Betty y Anfronee hablan por teléfono y se mandan mensajes de texto todos los días. Por medio de fotografías que él le manda y las redes sociales, Betty ha visto cómo su hijo se convierte en hombre en los últimos años.

“Mi sacrificio es quedarme en México para que él pueda venir a visitarme. Así al menos podré abrazarlo y besarlo”, dice Betty. La última vez que vino de visita fue en noviembre del 2014 después de que ella tuvo un accidente.

El mayor sueño de Betty es tener una visa estadounidense para poder visitar a su hijo. Ella quisiera poder estar en Texas para su graduación, para su boda o simplemente para conocer a los nietos que probablemente tendrá en unos años.

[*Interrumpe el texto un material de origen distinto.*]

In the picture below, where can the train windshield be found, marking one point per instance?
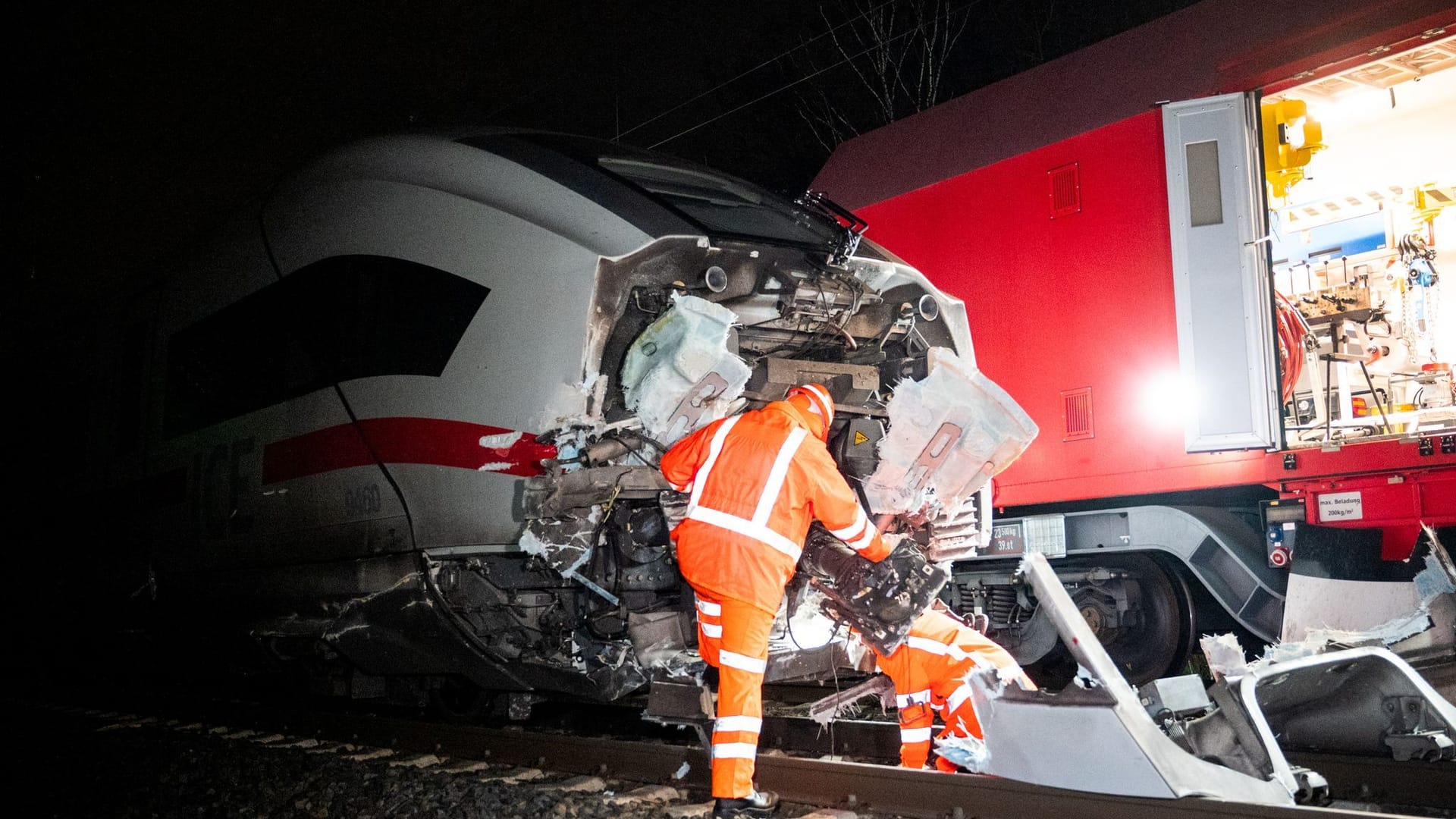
(714, 202)
(720, 203)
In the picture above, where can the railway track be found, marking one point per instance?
(791, 765)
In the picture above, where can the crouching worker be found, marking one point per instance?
(755, 482)
(929, 673)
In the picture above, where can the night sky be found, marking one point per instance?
(136, 127)
(140, 124)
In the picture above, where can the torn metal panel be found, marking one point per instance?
(948, 435)
(1225, 654)
(1353, 701)
(1419, 615)
(661, 642)
(845, 703)
(1130, 754)
(680, 375)
(552, 496)
(566, 544)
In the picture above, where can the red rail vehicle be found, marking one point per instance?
(1203, 257)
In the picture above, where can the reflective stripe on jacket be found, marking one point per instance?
(929, 673)
(758, 480)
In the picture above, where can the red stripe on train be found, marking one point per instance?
(405, 441)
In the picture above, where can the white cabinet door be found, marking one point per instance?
(1222, 281)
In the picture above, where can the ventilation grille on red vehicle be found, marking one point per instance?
(1076, 413)
(1065, 190)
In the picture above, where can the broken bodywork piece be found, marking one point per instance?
(880, 601)
(1424, 629)
(1131, 755)
(1168, 742)
(949, 433)
(680, 373)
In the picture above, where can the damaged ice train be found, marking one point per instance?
(400, 425)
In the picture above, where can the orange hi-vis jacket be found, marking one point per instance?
(758, 480)
(929, 673)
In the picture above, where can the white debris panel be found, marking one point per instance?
(680, 375)
(1429, 586)
(948, 435)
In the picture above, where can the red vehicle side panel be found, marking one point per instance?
(1087, 300)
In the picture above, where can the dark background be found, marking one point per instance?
(136, 127)
(140, 124)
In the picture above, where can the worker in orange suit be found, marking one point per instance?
(756, 482)
(929, 673)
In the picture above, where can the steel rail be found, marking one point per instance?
(881, 789)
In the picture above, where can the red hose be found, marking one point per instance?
(1292, 328)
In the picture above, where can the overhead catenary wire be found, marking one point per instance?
(786, 86)
(766, 63)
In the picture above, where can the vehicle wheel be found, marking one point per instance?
(1152, 643)
(1161, 640)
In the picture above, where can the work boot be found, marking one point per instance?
(758, 805)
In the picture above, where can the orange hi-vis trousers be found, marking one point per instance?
(733, 635)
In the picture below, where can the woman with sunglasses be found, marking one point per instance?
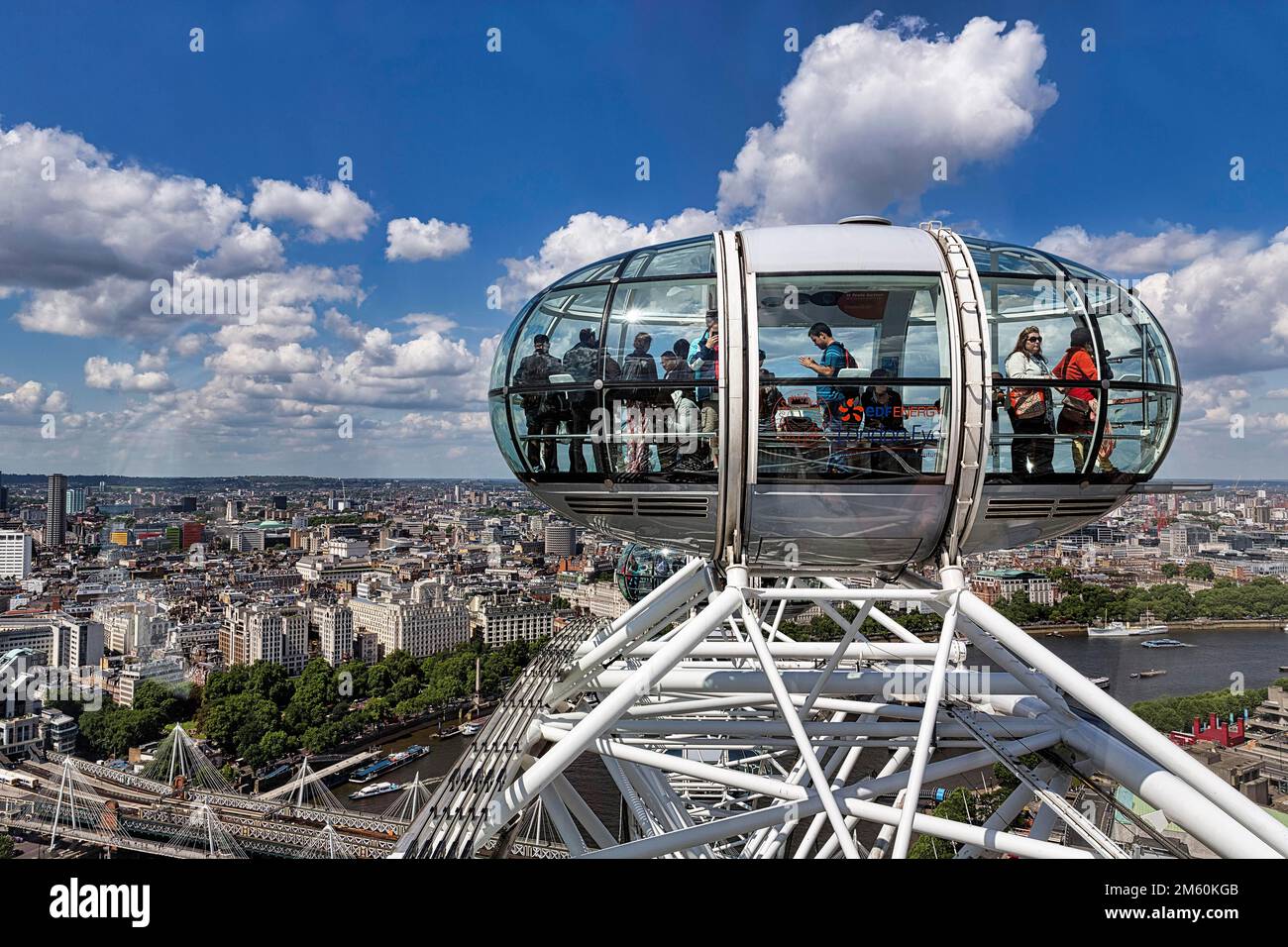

Pero sabe que es muy poco probable que esto suceda.

Anfronee dijo que, cuando cumpla 21 años, peleará por los papeles de su madre, pero Betty sabe que regresar a los Estados Unidos de manera legal será muy difícil.

Mis sentimientos suena en la cantina – una canción pegajosa del grupo Los Ángeles Azules que habla de abandono – mientras Betty juega cartas con “El Bronco” y dos de sus clientes más regulares.

Cuando los hombres se acercan a rellenar su bebida, “El Bronco” les da una caguama, como se le conoce en México a las cervezas de casi un litro. Betty recibe el dinero y lo guarda; apenas habla con la gente. Juegan una mano de cartas tras otra. La apuesta es de diez pesos cada juego; nadie lleva cuenta sobre quién ha ganado más manos.

De vez en cuando Betty se le queda viendo ansiosamente a su teléfono o escanea tristemente la cantina como si estuviera buscando a alguien. Finalmente regresa a los aces, jotas y ochos en su mano.